Wieder mehr Patienten im Krankenhaus – Aber immer kürzer

Wer in Deutschland ins Krankenhaus muss, bleibt im Schnitt meist nur wenige Tage. Insgesamt werden aber wieder mehr Menschen stationär behandelt, zeigt eine Statistik - und es gibt mehr Ärzte in Kliniken.

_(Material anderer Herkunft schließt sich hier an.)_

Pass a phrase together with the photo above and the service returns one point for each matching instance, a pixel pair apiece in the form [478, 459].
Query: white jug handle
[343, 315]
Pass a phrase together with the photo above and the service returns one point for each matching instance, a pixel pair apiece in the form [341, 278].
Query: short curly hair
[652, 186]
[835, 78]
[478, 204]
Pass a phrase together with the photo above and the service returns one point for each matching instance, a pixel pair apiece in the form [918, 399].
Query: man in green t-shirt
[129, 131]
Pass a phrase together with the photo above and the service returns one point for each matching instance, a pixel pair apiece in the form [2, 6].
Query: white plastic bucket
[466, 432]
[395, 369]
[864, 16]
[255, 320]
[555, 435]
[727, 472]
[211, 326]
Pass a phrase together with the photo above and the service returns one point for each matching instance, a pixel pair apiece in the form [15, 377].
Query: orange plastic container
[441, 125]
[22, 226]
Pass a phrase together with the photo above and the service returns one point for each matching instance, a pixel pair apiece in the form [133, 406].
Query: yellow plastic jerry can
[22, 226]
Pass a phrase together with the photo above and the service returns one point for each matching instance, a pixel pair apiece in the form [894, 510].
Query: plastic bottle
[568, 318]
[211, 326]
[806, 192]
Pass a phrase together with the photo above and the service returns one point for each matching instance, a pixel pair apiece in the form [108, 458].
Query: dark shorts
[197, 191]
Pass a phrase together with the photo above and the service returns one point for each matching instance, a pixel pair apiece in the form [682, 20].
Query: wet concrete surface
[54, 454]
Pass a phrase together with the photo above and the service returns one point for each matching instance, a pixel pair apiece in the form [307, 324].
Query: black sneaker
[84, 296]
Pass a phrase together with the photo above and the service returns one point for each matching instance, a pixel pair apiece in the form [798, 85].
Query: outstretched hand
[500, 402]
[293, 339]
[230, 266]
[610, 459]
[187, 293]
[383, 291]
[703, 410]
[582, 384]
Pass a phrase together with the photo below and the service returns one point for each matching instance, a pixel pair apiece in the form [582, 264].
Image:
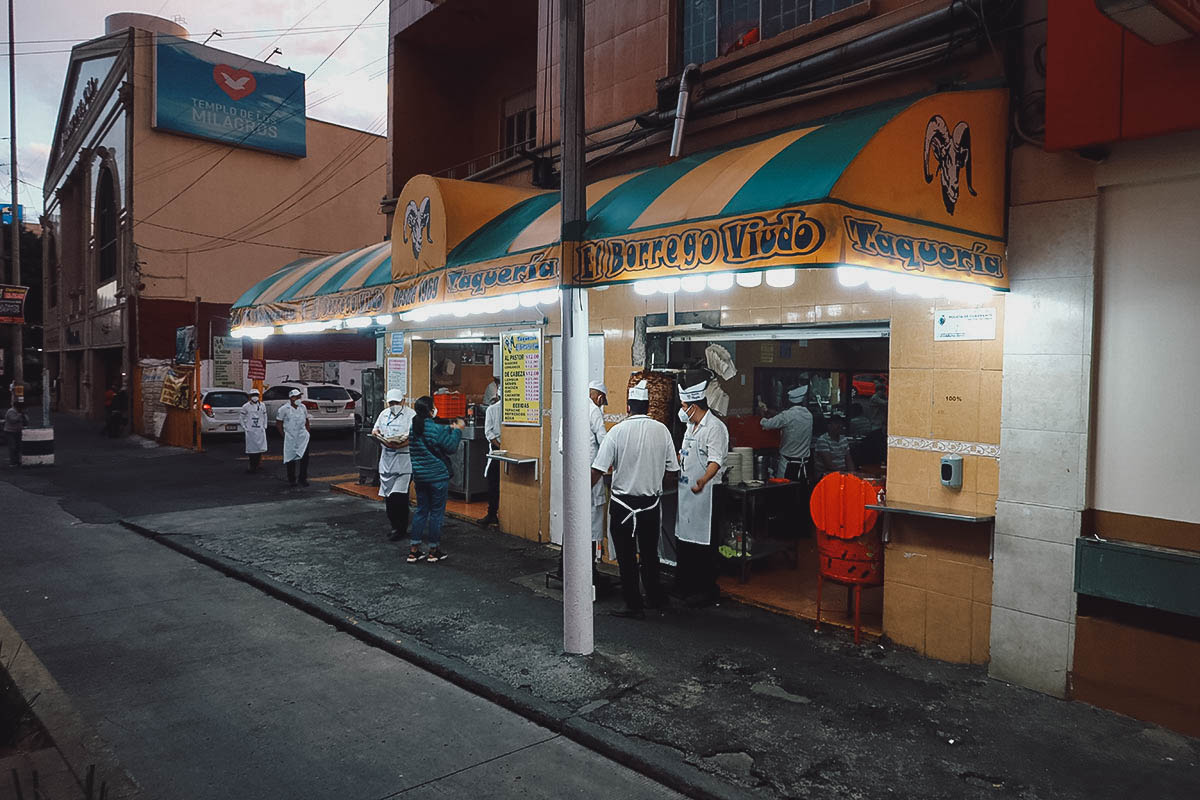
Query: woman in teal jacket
[431, 446]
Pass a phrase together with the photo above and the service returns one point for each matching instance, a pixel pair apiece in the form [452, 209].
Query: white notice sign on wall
[965, 324]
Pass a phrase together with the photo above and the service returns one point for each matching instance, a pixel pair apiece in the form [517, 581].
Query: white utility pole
[577, 551]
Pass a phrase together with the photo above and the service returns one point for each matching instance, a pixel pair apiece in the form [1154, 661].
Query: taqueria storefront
[862, 256]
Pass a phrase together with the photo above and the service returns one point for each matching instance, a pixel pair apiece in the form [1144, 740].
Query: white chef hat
[693, 394]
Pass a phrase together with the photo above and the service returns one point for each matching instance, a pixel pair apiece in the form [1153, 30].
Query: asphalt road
[205, 687]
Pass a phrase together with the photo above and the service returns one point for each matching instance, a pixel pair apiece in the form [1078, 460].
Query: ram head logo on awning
[951, 154]
[417, 224]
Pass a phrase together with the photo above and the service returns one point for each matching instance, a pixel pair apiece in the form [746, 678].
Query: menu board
[397, 374]
[521, 379]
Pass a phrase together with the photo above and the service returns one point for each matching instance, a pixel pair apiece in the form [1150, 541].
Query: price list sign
[521, 383]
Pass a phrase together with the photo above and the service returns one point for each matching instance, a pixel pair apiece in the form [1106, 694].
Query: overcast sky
[351, 89]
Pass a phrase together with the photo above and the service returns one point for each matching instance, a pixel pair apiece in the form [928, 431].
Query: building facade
[161, 200]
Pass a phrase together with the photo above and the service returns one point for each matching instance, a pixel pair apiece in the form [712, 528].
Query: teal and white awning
[347, 284]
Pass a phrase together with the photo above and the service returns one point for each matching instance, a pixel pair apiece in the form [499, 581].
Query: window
[520, 126]
[713, 28]
[106, 226]
[328, 394]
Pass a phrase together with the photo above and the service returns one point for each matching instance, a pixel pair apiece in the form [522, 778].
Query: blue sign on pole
[216, 95]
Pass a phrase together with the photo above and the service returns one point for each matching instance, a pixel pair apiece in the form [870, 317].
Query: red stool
[850, 546]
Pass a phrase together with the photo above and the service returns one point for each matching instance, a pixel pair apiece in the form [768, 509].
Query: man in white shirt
[795, 425]
[706, 443]
[492, 417]
[641, 452]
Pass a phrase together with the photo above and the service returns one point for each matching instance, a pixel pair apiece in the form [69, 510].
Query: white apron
[395, 465]
[295, 434]
[253, 423]
[694, 522]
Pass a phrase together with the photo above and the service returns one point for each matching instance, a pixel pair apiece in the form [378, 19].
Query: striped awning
[915, 186]
[348, 284]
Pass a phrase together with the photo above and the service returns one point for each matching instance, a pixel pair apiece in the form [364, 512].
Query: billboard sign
[215, 95]
[12, 304]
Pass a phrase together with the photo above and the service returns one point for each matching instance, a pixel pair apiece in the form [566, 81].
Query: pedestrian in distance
[393, 428]
[431, 446]
[15, 423]
[292, 421]
[640, 452]
[492, 417]
[253, 425]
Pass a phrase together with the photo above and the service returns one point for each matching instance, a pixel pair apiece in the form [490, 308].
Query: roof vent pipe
[682, 109]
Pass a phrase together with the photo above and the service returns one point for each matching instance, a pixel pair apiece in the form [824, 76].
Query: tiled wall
[1047, 380]
[937, 589]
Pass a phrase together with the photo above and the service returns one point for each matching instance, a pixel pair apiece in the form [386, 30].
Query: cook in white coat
[706, 443]
[796, 439]
[253, 425]
[292, 420]
[492, 419]
[395, 464]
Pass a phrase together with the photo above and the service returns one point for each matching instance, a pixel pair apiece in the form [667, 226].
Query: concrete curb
[655, 762]
[76, 741]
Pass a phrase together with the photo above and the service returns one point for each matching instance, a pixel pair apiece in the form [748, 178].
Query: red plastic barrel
[850, 545]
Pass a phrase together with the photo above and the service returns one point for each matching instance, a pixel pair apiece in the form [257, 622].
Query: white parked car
[221, 410]
[330, 407]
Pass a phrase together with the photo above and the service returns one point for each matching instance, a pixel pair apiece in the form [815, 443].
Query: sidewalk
[724, 702]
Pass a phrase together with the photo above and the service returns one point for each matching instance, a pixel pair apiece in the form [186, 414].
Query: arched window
[106, 226]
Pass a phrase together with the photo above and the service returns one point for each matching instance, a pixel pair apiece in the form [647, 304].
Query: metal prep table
[915, 510]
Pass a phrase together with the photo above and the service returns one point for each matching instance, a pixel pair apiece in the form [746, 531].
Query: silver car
[330, 407]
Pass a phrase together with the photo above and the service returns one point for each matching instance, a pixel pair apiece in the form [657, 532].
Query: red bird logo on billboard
[235, 83]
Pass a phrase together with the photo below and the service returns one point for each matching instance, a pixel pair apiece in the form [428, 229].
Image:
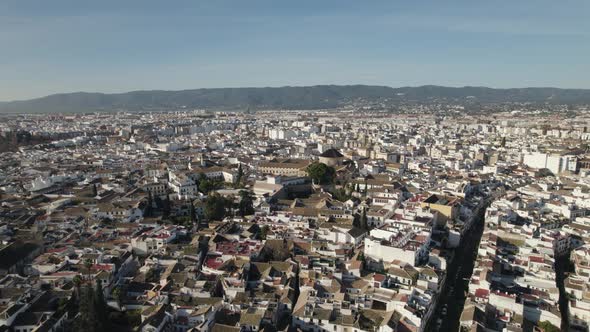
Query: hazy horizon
[111, 47]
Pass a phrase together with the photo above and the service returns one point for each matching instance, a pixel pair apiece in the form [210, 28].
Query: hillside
[309, 97]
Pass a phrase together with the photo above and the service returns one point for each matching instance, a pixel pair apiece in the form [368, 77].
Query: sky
[63, 46]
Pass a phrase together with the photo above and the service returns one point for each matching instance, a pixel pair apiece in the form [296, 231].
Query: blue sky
[121, 45]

In Deutschland sind im Jahr 2024 wieder mehr Menschen stationär in Krankenhäusern behandelt worden - und zwar rund 17,5 Millionen. Das ist im Vergleich zum Vorjahr ein Anstieg um zwei Prozent, teilte das Statistische Bundesamt am Donnerstag in Wiesbaden mit. Allerdings liegt die Zahl weiter unter dem Vor-Corona-Niveau und fiel um 9,6 Prozent geringer als im Jahr 2019 aus.

Ein weiterer Trend: Patienten bleiben immer kürzer im Krankenhaus. 2024 waren es im Durchschnitt 7,1 Tage und somit 0,1 Tage weniger als noch 2023. Zum Vergleich: 1991 dauerte ein durchschnittlicher Krankenhausaufenthalt noch fast doppelt so lange: 14 Tage. Am längsten blieben Patienten in der Geriatrie (15,1 Tage) sowie psychiatrischen Fachabteilungen (zwischen 24,5 und 46,8 Tagen). Am schnellsten wurden sie in den Abteilungen Innere Medizin (5,2 Tage) und Allgemeine Chirurgie (5 Tage) wieder entlassen.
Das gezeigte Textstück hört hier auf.